And Alicia, well … getting involved with the local druggies who get off on champing, disembodied walker heads as well as weed? Never a good idea. (Another Note: The cover of Bowie’s “Heroes” was an interesting take, wasn’t it?) Talk about falling in with the wrong crowd. All she needs do is chat with her brother to understand checking out isn’t a viable option. But, as I’m often wont to state: “You don’t learn from your successes, you learn from your mistakes.” Painful as that may be, it’s one of the best ways to learn. There’s no substitute for first-hand experience.
So … let’s see where all those conflicts lead …
Meanwhile, Strand is back to his asshole-ish mannerisms. And no one knows him and those mannerisms better than the old acquaintance he seeks out and eventually finds, Dante Esquivel, an old business partner. And man, does Esquivel ever know him. “You cannot help your need to take … it is in your nature. You exploit everything that you touch” he reminds Strand. Boom. Nail on the head. Wise to his past ways, Esquivel incarcerates Strand to do his bidding, to make restitution for what has come before.
And (Spoiler!) that’s when the surprise arrives: Daniel Salazar lives!
100 – [s3ep4]
“100” is one of my favorite types of episodes.
Not only do we get back story and discovery on a character in this chapter but we’re handed a ton of surprises in the mix, too.
Episode synopsis in a nutshell: Daniel Salazar (Ruben Blades) has survived the fire he set at the winery last season. But he’s injured, delirious, wandering and practically one of the walking dead himself. After being nursed back to health with the help of Efrain, a local opportunist, Daniel wanders off healthy once more to eventually be introduced to Dante Esquivel, who we met the previous week, and his water processing plant. In rather short order Esquivel sees Daniel’s potential via his elite military past and brings him into the fold. Turns out that’s not the best decision as Daniel quickly turns on him and kills him which gives him the way and means to hunt for his daughter Ofelia.
The episode – told almost exclusively with subtitles translated from Spanish – is a treat. We see more of Daniel than we’ve ever seen before. His weakness, his cunning, his supplication. It’s interesting (if you haven’t noticed before) to discover how the man thinks several steps ahead and uses opportunity to his advantage, sometimes in the blink of an eye. It’s heart-wrenching to see him go through the efforts of fighting his demons. And you have to give him his due on his astute craftiness in difficult situations.
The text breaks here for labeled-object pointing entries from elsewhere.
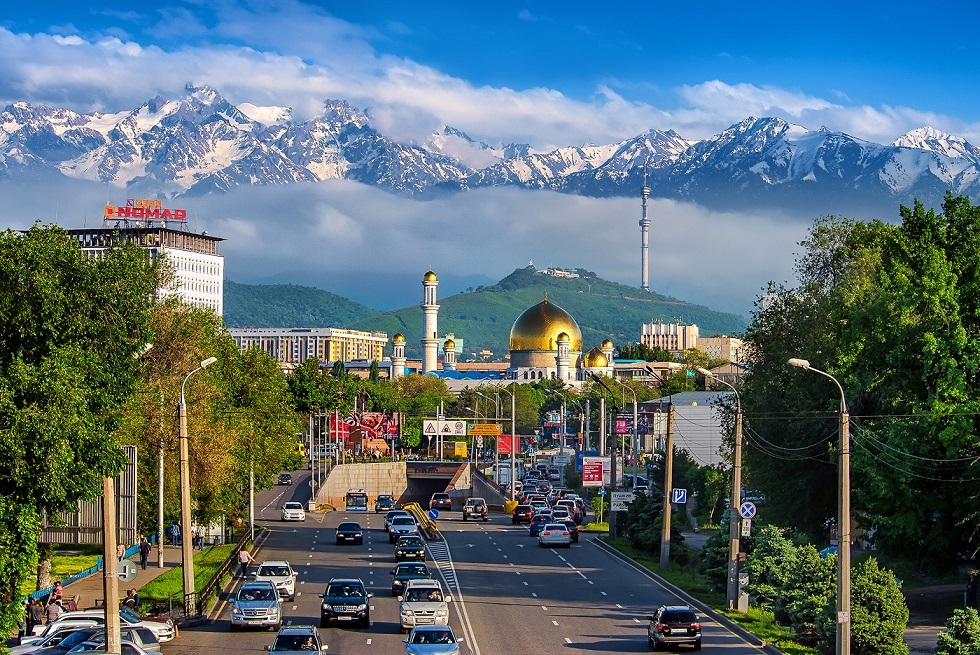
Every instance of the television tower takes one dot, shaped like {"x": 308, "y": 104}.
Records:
{"x": 645, "y": 236}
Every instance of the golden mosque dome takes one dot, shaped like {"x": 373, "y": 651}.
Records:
{"x": 539, "y": 327}
{"x": 595, "y": 359}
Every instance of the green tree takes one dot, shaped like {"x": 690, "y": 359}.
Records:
{"x": 70, "y": 326}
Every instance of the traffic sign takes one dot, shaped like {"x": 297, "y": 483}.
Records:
{"x": 127, "y": 571}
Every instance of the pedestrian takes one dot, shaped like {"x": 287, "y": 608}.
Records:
{"x": 144, "y": 551}
{"x": 53, "y": 610}
{"x": 244, "y": 558}
{"x": 36, "y": 613}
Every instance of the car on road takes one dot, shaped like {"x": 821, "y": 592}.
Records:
{"x": 345, "y": 600}
{"x": 476, "y": 508}
{"x": 406, "y": 571}
{"x": 423, "y": 603}
{"x": 521, "y": 514}
{"x": 401, "y": 526}
{"x": 297, "y": 639}
{"x": 392, "y": 514}
{"x": 441, "y": 501}
{"x": 671, "y": 625}
{"x": 410, "y": 547}
{"x": 350, "y": 532}
{"x": 554, "y": 534}
{"x": 256, "y": 605}
{"x": 538, "y": 521}
{"x": 432, "y": 640}
{"x": 384, "y": 503}
{"x": 572, "y": 529}
{"x": 279, "y": 573}
{"x": 292, "y": 511}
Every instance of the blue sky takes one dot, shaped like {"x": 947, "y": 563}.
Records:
{"x": 545, "y": 73}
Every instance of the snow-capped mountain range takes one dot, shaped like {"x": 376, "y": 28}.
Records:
{"x": 201, "y": 143}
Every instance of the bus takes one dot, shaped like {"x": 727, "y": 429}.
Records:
{"x": 356, "y": 500}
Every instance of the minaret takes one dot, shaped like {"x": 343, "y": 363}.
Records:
{"x": 430, "y": 323}
{"x": 645, "y": 236}
{"x": 449, "y": 355}
{"x": 563, "y": 359}
{"x": 398, "y": 356}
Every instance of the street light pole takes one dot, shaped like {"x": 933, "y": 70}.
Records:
{"x": 187, "y": 544}
{"x": 733, "y": 509}
{"x": 843, "y": 516}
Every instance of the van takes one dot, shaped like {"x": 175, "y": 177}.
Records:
{"x": 423, "y": 603}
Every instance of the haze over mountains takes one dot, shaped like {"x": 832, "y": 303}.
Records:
{"x": 202, "y": 144}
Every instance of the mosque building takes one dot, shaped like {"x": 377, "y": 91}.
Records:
{"x": 545, "y": 343}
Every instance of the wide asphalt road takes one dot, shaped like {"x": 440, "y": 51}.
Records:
{"x": 509, "y": 595}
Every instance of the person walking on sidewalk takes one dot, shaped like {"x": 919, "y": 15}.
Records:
{"x": 144, "y": 551}
{"x": 244, "y": 559}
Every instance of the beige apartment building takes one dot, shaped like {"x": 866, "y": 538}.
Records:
{"x": 296, "y": 345}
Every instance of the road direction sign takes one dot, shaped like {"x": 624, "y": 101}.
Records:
{"x": 127, "y": 571}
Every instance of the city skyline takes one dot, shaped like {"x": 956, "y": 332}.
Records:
{"x": 527, "y": 72}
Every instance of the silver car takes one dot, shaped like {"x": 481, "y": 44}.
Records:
{"x": 554, "y": 535}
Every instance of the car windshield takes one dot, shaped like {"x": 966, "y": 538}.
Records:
{"x": 343, "y": 590}
{"x": 294, "y": 642}
{"x": 682, "y": 616}
{"x": 433, "y": 637}
{"x": 256, "y": 593}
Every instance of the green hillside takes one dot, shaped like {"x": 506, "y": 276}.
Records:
{"x": 288, "y": 305}
{"x": 483, "y": 317}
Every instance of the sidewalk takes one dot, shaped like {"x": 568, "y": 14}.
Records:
{"x": 89, "y": 590}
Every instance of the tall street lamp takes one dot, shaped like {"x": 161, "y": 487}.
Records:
{"x": 186, "y": 542}
{"x": 733, "y": 509}
{"x": 843, "y": 517}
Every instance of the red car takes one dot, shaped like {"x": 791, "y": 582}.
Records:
{"x": 522, "y": 514}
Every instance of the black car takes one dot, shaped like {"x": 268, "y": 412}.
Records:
{"x": 384, "y": 503}
{"x": 672, "y": 625}
{"x": 350, "y": 532}
{"x": 410, "y": 547}
{"x": 440, "y": 501}
{"x": 522, "y": 514}
{"x": 407, "y": 571}
{"x": 345, "y": 601}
Most of all, however, you were left wondering which of his chameleonic sides would be left standing at the end of the episode. The man has a knack for switching gears midway through any action he finds himself involved with. The simple barber in him is a most clever ruse, a method of escapism he’s decided to cloak himself with post-military career as a way to absolve himself from his past atrocities.
And that’s the real kicker for me about “100”. On the one hand he was so gentle and understanding while in the care of Efrain, to the point his fragility exposed his softer side, to not only empathize but open himself up to his own faults and failures. In so doing he was vulnerable enough to confess his sins to a total stranger. On the other hand, in order to work the system to his benefit he was willing and able to turn on Efrain, expose him as the thief stealing Dante Esquivel’s water and, with few qualms, able to beat the stuffing out of him at Esquivel’s orders.
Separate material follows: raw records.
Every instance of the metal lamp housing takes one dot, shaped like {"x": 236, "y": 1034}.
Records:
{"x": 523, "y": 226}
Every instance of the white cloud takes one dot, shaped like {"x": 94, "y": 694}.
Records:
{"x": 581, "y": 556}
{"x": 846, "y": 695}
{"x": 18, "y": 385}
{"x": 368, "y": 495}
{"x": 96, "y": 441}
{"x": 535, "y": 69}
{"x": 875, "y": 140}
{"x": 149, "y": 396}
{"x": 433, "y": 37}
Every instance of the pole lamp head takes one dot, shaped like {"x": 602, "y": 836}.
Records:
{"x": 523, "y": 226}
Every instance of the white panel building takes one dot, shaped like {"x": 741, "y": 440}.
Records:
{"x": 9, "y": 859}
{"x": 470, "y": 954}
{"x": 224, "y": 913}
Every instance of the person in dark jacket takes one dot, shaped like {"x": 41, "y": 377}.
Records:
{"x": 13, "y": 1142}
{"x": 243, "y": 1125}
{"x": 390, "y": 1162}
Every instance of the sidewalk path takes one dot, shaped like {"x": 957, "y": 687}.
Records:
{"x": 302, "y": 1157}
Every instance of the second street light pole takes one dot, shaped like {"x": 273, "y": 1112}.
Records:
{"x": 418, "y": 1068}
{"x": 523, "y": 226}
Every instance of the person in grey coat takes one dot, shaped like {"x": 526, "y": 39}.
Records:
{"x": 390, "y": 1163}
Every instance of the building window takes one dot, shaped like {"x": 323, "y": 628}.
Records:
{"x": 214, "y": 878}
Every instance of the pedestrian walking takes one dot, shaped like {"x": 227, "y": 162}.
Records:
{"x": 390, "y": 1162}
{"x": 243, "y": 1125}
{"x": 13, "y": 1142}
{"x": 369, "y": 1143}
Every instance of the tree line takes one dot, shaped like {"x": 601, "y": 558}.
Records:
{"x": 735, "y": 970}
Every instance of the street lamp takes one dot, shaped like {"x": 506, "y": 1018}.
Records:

Damn. That C.I.A. training is cold and callous. Sadly, it comes in mighty handy in this new world.
Do you see the complexity of this dude Salazar? This loving father, this sinful killer, this accommodating barber, this tortured soul? Do you see why I like this episode so much?
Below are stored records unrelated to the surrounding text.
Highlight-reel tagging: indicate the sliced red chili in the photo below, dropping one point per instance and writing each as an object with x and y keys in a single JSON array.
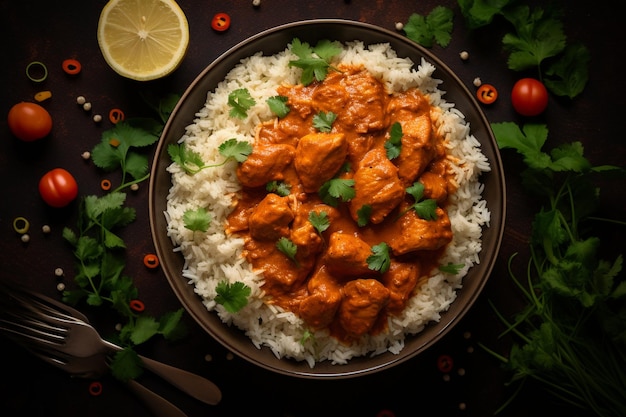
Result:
[
  {"x": 105, "y": 184},
  {"x": 445, "y": 363},
  {"x": 116, "y": 116},
  {"x": 137, "y": 305},
  {"x": 71, "y": 66},
  {"x": 486, "y": 94},
  {"x": 95, "y": 388},
  {"x": 220, "y": 22},
  {"x": 151, "y": 260}
]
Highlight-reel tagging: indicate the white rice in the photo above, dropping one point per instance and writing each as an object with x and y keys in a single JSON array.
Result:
[{"x": 213, "y": 257}]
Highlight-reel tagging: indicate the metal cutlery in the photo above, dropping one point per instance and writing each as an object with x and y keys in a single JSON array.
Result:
[{"x": 52, "y": 326}]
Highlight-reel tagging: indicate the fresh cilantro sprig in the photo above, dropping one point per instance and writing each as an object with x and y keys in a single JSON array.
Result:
[
  {"x": 240, "y": 101},
  {"x": 380, "y": 259},
  {"x": 288, "y": 248},
  {"x": 233, "y": 296},
  {"x": 425, "y": 209},
  {"x": 98, "y": 246},
  {"x": 314, "y": 61},
  {"x": 323, "y": 121},
  {"x": 434, "y": 27},
  {"x": 278, "y": 105},
  {"x": 393, "y": 145},
  {"x": 571, "y": 333},
  {"x": 319, "y": 220},
  {"x": 197, "y": 220},
  {"x": 191, "y": 161}
]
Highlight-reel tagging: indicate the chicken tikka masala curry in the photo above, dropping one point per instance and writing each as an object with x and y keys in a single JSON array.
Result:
[{"x": 329, "y": 280}]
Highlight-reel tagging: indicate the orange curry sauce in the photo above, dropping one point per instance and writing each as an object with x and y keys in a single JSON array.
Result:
[{"x": 331, "y": 286}]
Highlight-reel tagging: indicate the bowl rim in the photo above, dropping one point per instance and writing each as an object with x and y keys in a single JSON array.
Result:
[{"x": 184, "y": 291}]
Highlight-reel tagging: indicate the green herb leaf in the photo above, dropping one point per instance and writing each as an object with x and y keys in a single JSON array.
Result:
[
  {"x": 319, "y": 220},
  {"x": 324, "y": 121},
  {"x": 380, "y": 259},
  {"x": 233, "y": 296},
  {"x": 314, "y": 62},
  {"x": 197, "y": 220},
  {"x": 435, "y": 27},
  {"x": 240, "y": 102},
  {"x": 278, "y": 105},
  {"x": 393, "y": 145}
]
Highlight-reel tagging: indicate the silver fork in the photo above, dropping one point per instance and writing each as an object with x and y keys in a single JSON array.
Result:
[
  {"x": 95, "y": 366},
  {"x": 50, "y": 323}
]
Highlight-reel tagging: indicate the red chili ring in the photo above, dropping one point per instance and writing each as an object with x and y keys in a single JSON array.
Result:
[
  {"x": 487, "y": 93},
  {"x": 220, "y": 22},
  {"x": 71, "y": 66},
  {"x": 445, "y": 363},
  {"x": 116, "y": 116},
  {"x": 151, "y": 260},
  {"x": 95, "y": 388},
  {"x": 137, "y": 305}
]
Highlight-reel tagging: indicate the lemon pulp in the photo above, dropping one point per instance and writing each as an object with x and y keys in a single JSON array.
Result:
[{"x": 143, "y": 39}]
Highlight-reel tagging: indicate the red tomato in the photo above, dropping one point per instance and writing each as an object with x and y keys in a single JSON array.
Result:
[
  {"x": 29, "y": 121},
  {"x": 58, "y": 188},
  {"x": 529, "y": 97},
  {"x": 220, "y": 22}
]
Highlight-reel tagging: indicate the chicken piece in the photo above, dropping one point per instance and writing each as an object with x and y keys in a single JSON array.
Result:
[
  {"x": 363, "y": 300},
  {"x": 266, "y": 163},
  {"x": 411, "y": 233},
  {"x": 376, "y": 185},
  {"x": 411, "y": 110},
  {"x": 400, "y": 280},
  {"x": 435, "y": 187},
  {"x": 346, "y": 256},
  {"x": 271, "y": 218},
  {"x": 318, "y": 158},
  {"x": 319, "y": 308}
]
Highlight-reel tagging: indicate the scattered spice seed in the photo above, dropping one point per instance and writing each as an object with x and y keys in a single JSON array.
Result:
[
  {"x": 71, "y": 66},
  {"x": 43, "y": 95},
  {"x": 151, "y": 261},
  {"x": 105, "y": 184},
  {"x": 34, "y": 67},
  {"x": 95, "y": 388},
  {"x": 21, "y": 225},
  {"x": 137, "y": 305},
  {"x": 116, "y": 116}
]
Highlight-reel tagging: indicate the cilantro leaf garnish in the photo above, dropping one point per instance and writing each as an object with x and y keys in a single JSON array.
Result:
[
  {"x": 278, "y": 105},
  {"x": 380, "y": 259},
  {"x": 363, "y": 215},
  {"x": 233, "y": 296},
  {"x": 191, "y": 161},
  {"x": 319, "y": 220},
  {"x": 288, "y": 248},
  {"x": 240, "y": 102},
  {"x": 425, "y": 209},
  {"x": 337, "y": 189},
  {"x": 315, "y": 61},
  {"x": 197, "y": 220},
  {"x": 278, "y": 187},
  {"x": 393, "y": 145},
  {"x": 435, "y": 27},
  {"x": 324, "y": 121}
]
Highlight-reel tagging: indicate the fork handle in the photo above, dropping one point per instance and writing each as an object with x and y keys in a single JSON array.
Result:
[
  {"x": 159, "y": 406},
  {"x": 198, "y": 387}
]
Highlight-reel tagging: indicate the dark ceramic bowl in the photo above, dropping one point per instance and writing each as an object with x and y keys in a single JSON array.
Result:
[{"x": 273, "y": 41}]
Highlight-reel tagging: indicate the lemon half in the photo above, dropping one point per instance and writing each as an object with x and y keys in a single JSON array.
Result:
[{"x": 143, "y": 39}]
Lastly, I don’t think there was any other way “100” could have been done except in Spanish. It set the mood and evoked more out of the story than if it had been done in English. I know there are those out there that can’t stand “doing” subtitles. But the decision to do so was an excellent one.
Oh … and the title of the episode? Reference to the 100 people he’s killed in his lifetime, several of which met their ends in this chapter.
Burning In Water, Drowning In Flame – [s3ep5]
“Burning In Water, Drowning In Flame” was a mish-mosh of an episode touching on the relationships of pairs of characters.
Nick and Jeremiah Otto discuss life and its immediate concerns. Daniel and Victor Strand butt heads. Alicia, not only having “found a place” in the community, gets handed a little slice of heaven in the now horrible world. And Madison is still struggling (physically as well as mentally) with Troy, Jeremiah’s younger, off-kilter son.
With the tragic deaths of two of the community’s beloved founders, Nick and Jeremiah have several conversations about his status on the ranch, that of his gal pal Luciana and where they fit. Nick is in one of his contemplative and nurturing moods, with attempts to not only finally make do with where he’s currently at but take care of his own as well. Jeremiah is quick to inform him however “when we’re in crisis we regress to our own. Way it’s always been.” Clear reference to his understanding about Luciana and her desire not to stay. (You’ve no doubt noticed Nick has two sides to him – the impulsive, carefree and sometimes stupid side and the protective side. Both rarely jibe with each other.)
In the end, Jeremiah’s wizened offering comes to bear: Luciana takes off, deciding to search out her own rather than make whatever new life with Nick that might be in the cards.
Victor – still negotiating, still trying to work the system to his ultimate advantage – takes off from the water plant to go find Ofelia. Daniel is wise to him, however. He’s pretty certain Victor hasn’t the faintest idea where his daughter has taken off to. In grand fashion, he leaves Victor in a lurch to fend for himself, maybe learn a little lesson while doing so. (I thought it just desserts how Daniel rang that hotel bell just as Strand did when all of them first arrived last season.) Victor is left eating Daniel’s dust, the latter taking off in his wheels, leaving him with a horde of walkers to attend to.
Since the beginning of the season, the relationship between Troy Otto and Madison has been nothing but a contentious one. He’s pined for her, offered he shelter, food, comfort, more. All the while she’s spurned all his advances, rebuffed each of his offerings. She’s seen through him like an open book from day one.
And yet she continues to shadow him, continues to push his buttons. I guess it’s a “keep your friends close and your enemies closer” kind of give and take.
And he’s just as bad. But then he’s a bag of chips short of a sack lunch … so …
Alicia? She and Jake Otto got horizontal. It’s been a short, interesting stretch for Alicia thus far in the season. Usually cautious (except for when she was fooling with the radio aboard Victor’s ship way back when) she’s thrown that caution to the wind: Drugs. Social gatherings with strangers. Unprotected sex. (You kind of have to figure beside food and water and creature comforts, condoms are a high list item gone scarce … right?) Hey, to each their own I guess.
The culmination of the chapter was finding out this Walker character Troy, Madison and company happened upon was the dude who took out the chopper Jake, Alicia and Travis were on several nights previous. And he’s not a very nice guy. Not only does he have a fetish for footwear, he’s threatened the Otto stead. He believes he had dibs on the property prior to Jeremiah planting his clan there. Drama!
Stay tuned …
- Did Walker scalp the back of that dude’s head who was sing-songing that nursery rhyme, crow picking at his brains?!?
- What was that jump into the water Alicia committed at the end of the episode? Was that some kind of euphoric cleansing?
- The Bukowski Tie-In: Were his books meant to be thought of as translation for Alicia’s sudden carefree attitude and actions?